Chiarisce lo scopo di fondo della mostra “Che Guevara: tú y todos”, al Museo archeologico di Bologna sino al 30 giugno, uno dei suoi curatori, Daniele Zambelli: “A quasi 60 anni dalla sua morte, si vuole riscattare la figura di Guevara dall’oblio dell’icona pop. Vuole restituire alla sua dimensione umana, vitale e storica una figura cruciale del secolo scorso, caratterizzato da forti istanze rivoluzionarie e dalla lotta per i diritti civili in tutto il mondo”.

Le istanze rivoluzionarie da “forti” si son fatte flebili, sino a scomparire – quasi – del tutto. La lotta per i diritti civili è viceversa più accesa che mai. Nell’Argentina del Che, l’attuale presidente imbraccia la motosega per spazzarli via; la signora Meloni li sta rosicchiando poco a poco, mentre il suo magiaro amico Orbán ne ha già fatto un sol boccone.

La rivoluzione, e non solo…

E sempre giocando di metafora alimentare, avremmo bisogno come il pane di figure quali Guevara, capace non solo di ridare la libertà a Cuba e al suo popolo, ma pure di esportare l’idea della Rivoluzione. Dapprima e sfortunatamente in quel Congo ancora colonia belga, dove re Leopoldo faceva mozzare le mani ai ragazzini che non raggiungevano il tot da lui stabilito nella raccolta quotidiana di caucciù. Cercò di aiutare il socialista Patrick Lumumba, assassinato con – sembra – un ditino della Cia e del Belgio, schieratisi invece col colonnello Mobutu, poi rivelatosi uno tra i più feroci e corrotti dittatori del globo, epperò baluardo dell’anticomunismo. Infine laggiù in Bolivia, dove il nuovo tentativo insurrezionale si concluse col suo martirio. Il sergente Mario Terán ebbe il suo quarto d’ora di celebrità, mentre la Cia – che ha tuttavia sempre ostinatamente negato ogni complicità nell’esecuzione senza processo del Che – se la rideva sotto i baffi.

Tra le più multimediali mostre che il vostro cronista abbia mai visitato (incredibile la messe di documenti originali: foto, scritti, audio e quant’altro), la mostra bolognese si articola filologicamente su tre livelli di narrazione. Il primo, con un taglio prettamente giornalistico, descrive il contesto geo-politico che fece da sfondo alla formazione (è troppo dire “vocazione”?) del Nostro; ed è legato al secondo livello: quello squisitamente biografico, che parte ben prima della Rivoluzione cubana che lo vide protagonista accanto a Fidel Castro e a Camilo Cienfuegos, l’amico più caro a Guevara per il suo carattere gioviale, sempre sorridente e prontissimo alla battuta, anche nelle tremende giornate trascorse sulla Sierra Maestra, sotto gli attacchi e le bombe dell’esercito ancora fedele al dittatore Fulgencio Batista.
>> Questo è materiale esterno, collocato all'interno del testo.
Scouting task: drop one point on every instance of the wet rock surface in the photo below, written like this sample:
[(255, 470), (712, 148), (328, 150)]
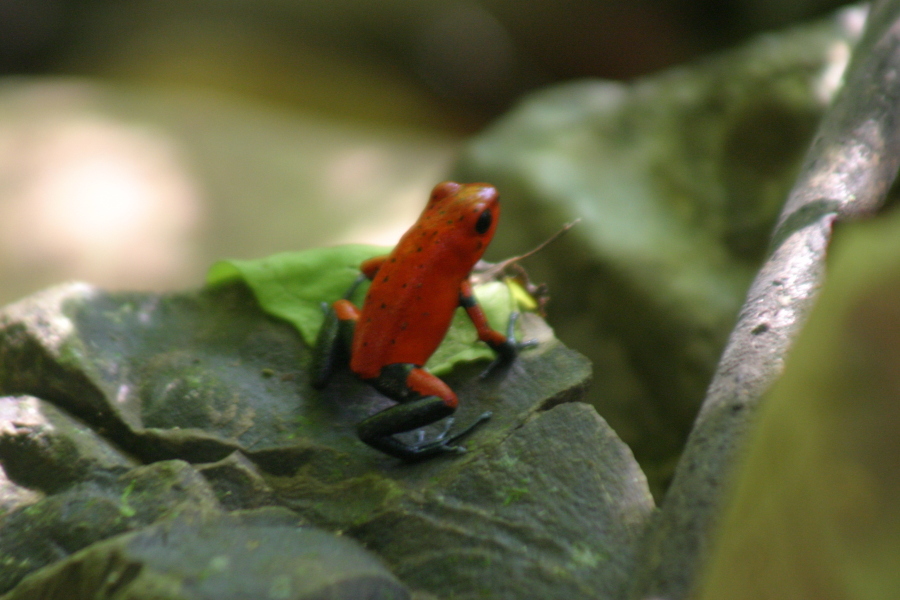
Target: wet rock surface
[(134, 414)]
Giornalista, scrittore, poeta

Infine, forse l’apparato più sorprendente, ecco il Guevara giornalista, scrittore, poeta e filantropo. Tiene a battesimo “Radio Rebelde”, fonda il giornale “El cubano libre” e crea una ventina di scuole sparse sull’isola di Cuba, dove l’analfabetismo tocca ancora oltre il 40% della popolazione.

Scrive nel suo libro ‘L’America dal suo balcone afroasiatico’: “Il nostro spirito di fratellanza può sfidare l’immensità del mare. Questi uomini dalle barbe e i capelli lunghi, con le loro uniformi verde oliva, sono la Nuova America che scuote le sue membra intorpidite dal troppo tempo passato in ginocchio”.

Clamorosamente sconfitti alla Baia dei Porci (tentativo d’invasione voluto da J.F. Kennedy per rovesciare il governo castrista, nemmeno 100 giorni dopo il suo insediamento alla Casa Bianca), gli Usa stanno cercando, da oltre mezzo secolo e invano, una rivincita sui barbudos comunisti con un blocco navale/economico che ancora sussiste, nonostante le promesse elettorali di Obama e di Biden, a parole intenzionati a cancellarlo. Sinora però non se n’è fatto nulla. E con il trumpismo, oggi, la questione non si pone neppure.